If the following turns out to be a homework question, great! Just tell me what course, textbook (or online accessible .pdf) and page number has the problem, and I'll go check it out.

Let $m$ and $k$ be integers with $k \gt e^m \geq 1$. I am considering two expressions in variables $x_i$, and looking at the partial sums with monomials of degree at most $m$, which I note by $\cong_m$. (So if any term like, say, $x_hx_i^{m-1}x_j$ occurs in my sum, I toss that term and consider what is left with $\cong_m$.) The question in brief is: $$\prod_{0 \leq i \leq k}(1 - x_i) \cong_m \prod_{1 \leq j}(\sum_{0 \leq l} [ - \sum_{0 \leq i \leq k}(x_i)^j/j ]^l/l! ) ?$$

Here is some background and motivation. I rewrite the above question in terms of elementary symmetric polynomials in the $x_i, 0\leq i \leq k$.
In order to have enough terms to make sense, assume $k$ is as large as needed. (Likely I just need $k > e^{e^m}$, but it would be nice to know if, say, just $k \gt m^2$ will do.) Let us write $q_j$ for $ \sum_{0 \leq i \leq k} (x_i)^j/j $. This is $p_j/j$, or the $jth$ power symmetric polynomial divided by $j$. Let us also write $XP_m(t)$ for some polynomial $t$ to be the formal expression (which we will chop off after the terms get too big) $\sum_{0\leq j \leq m} (-t)^j/j!$, after the series expansion for $e^{-t}$. For the left hand side, we rewrite it in terms of the elementary symmetric polynomials $e_j$, which is the sum over all $j$-sets (not $j$-tuples) $\{i_1, \ldots , i_j\}$ of $\{0,\ldots,k\}$ of the monomials $x_{i_1}\ldots x_{i_j}$. I also declare $e_0=1$. Now the left hand side is written as a sum, and as I am concerned only with that part containing monomials of total degree at most $m$, I can limit the summation indices and the question now becomes:

$$\sum_{ 0 \leq i \leq m} (-1)^ie_i \cong_m \prod_{1\leq j \leq m} XP_m(q_j) ?$$

If I had facility with any computer algebra system, I would have tried it there first before asking here. I have verified the equality for small $m$, and would like a reference to a proof, or disproof. Also, Newton's identities $je_j = \sum_{1\leq i \leq j}(-1)^{i-1}p_ie_{j-i}$ give me some hope that the above is true, but I have not found a derivation.

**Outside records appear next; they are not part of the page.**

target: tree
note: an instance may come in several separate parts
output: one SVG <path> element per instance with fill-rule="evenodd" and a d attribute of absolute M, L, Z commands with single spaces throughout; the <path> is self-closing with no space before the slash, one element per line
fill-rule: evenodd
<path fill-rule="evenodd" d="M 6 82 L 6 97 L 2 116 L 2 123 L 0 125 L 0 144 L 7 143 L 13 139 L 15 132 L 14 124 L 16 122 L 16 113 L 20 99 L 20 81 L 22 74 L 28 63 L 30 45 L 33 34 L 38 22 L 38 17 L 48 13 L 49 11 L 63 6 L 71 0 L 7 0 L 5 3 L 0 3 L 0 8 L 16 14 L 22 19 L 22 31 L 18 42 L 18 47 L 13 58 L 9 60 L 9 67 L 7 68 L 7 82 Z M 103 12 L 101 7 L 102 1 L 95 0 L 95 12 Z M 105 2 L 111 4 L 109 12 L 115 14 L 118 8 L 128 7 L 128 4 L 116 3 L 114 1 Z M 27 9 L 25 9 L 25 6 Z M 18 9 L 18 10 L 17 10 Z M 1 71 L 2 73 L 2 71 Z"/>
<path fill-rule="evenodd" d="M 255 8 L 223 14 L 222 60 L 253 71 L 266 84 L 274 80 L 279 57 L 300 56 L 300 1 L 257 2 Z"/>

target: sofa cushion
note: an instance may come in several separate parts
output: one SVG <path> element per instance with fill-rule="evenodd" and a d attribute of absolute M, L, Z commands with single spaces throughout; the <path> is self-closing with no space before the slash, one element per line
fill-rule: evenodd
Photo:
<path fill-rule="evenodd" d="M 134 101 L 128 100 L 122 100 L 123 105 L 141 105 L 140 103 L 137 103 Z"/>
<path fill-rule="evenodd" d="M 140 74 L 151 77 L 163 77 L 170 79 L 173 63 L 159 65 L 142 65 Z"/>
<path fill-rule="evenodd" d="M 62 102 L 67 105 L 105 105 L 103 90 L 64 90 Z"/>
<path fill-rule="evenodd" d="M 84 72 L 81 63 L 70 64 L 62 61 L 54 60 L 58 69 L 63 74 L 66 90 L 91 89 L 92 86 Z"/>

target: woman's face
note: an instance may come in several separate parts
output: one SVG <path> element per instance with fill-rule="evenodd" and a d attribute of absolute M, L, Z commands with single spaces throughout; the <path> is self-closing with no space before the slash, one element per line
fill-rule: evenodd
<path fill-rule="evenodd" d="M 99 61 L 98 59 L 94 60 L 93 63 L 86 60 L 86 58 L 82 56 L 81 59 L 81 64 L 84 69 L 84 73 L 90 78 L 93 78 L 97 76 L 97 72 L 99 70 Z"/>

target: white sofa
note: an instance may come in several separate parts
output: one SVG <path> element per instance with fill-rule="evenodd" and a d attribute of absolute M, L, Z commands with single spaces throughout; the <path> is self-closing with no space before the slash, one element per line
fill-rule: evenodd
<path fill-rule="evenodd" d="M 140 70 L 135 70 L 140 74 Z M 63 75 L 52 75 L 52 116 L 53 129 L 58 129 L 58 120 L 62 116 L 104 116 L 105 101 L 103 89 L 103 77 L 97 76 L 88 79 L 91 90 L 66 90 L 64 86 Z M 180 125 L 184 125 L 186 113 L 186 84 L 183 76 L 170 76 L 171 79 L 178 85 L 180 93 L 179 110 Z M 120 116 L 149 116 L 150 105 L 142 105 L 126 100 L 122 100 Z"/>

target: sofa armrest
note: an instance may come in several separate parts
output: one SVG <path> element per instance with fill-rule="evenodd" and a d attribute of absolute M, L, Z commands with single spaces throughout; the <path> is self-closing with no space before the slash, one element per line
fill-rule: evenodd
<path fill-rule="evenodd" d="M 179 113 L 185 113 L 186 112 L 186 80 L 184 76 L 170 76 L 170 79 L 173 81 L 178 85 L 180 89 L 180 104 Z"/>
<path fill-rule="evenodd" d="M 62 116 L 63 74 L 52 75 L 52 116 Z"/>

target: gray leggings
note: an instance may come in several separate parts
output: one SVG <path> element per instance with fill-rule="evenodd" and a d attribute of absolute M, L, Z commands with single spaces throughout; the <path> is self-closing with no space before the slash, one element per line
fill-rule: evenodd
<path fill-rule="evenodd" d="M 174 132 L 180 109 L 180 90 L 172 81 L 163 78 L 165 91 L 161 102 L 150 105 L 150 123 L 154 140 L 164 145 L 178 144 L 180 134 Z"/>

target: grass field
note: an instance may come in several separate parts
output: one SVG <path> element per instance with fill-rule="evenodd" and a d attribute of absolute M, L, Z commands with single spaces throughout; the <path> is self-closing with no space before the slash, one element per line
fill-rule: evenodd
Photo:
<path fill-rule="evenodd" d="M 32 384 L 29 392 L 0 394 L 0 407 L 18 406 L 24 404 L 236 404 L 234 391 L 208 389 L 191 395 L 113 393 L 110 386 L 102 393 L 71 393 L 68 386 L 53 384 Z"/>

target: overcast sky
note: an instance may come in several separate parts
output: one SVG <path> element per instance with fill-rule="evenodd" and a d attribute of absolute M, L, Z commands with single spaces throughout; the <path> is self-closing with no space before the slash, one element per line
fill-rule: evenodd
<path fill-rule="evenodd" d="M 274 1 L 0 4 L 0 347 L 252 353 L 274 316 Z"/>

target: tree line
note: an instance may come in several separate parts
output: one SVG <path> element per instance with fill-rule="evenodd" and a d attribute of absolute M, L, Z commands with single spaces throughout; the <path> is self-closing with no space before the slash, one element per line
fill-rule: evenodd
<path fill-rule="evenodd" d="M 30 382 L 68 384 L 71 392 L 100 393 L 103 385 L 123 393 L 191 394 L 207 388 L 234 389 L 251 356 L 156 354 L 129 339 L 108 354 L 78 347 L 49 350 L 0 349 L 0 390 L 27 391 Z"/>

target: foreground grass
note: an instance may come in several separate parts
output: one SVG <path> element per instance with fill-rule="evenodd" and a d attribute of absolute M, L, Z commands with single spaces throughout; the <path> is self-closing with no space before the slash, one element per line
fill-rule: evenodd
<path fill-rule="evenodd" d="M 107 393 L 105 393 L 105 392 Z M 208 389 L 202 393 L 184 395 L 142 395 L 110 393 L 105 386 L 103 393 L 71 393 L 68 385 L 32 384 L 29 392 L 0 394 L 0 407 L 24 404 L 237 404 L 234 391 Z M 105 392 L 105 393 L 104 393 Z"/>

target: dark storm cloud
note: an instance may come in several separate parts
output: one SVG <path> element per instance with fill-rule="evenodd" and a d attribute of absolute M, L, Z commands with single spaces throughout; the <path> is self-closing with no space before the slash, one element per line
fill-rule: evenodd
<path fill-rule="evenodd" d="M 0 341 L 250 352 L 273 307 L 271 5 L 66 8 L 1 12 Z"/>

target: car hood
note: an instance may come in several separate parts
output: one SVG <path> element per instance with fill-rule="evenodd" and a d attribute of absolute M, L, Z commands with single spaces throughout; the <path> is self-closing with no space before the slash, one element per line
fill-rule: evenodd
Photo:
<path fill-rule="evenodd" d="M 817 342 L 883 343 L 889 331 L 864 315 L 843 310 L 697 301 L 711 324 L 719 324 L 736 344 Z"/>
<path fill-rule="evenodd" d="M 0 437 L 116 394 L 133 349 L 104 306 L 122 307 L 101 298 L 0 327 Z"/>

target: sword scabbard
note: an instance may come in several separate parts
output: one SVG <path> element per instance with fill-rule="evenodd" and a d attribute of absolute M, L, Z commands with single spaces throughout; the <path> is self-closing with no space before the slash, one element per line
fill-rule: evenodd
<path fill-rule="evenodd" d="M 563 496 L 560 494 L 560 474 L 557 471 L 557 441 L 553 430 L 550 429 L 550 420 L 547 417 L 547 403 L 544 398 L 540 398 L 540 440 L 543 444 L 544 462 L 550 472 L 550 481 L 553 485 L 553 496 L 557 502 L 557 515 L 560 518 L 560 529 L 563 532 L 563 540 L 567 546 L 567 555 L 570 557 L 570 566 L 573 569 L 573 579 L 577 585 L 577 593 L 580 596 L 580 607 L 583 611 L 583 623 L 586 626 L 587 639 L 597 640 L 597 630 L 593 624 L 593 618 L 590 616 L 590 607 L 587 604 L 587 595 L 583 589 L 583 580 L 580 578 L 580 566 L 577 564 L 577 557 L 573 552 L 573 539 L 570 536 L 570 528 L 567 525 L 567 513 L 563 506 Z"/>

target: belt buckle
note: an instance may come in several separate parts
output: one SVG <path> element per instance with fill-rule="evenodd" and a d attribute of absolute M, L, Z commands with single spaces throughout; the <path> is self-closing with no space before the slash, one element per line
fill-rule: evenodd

My motivation is in exploring the limits of an argument I learned in a paper of Harlan Stevens. He uses the left hand side with prime reciprocal values for the $x_i$, and looks for the smallest odd integer m such that the sum is positive, but all partial sums for smaller odd positive integers are negative, so in particular $q_1=p_1\gt 1$ for interesting examples.
If it is true, I hope to show that the smallest odd positive $m$ that gives a positive partial sum implies $p_1 \gt Cm$ for some real constant $C$, which would then tell me that this argument is limited to showing upper bounds no tighter than $Ak^{B\log\log k}$, and no smaller.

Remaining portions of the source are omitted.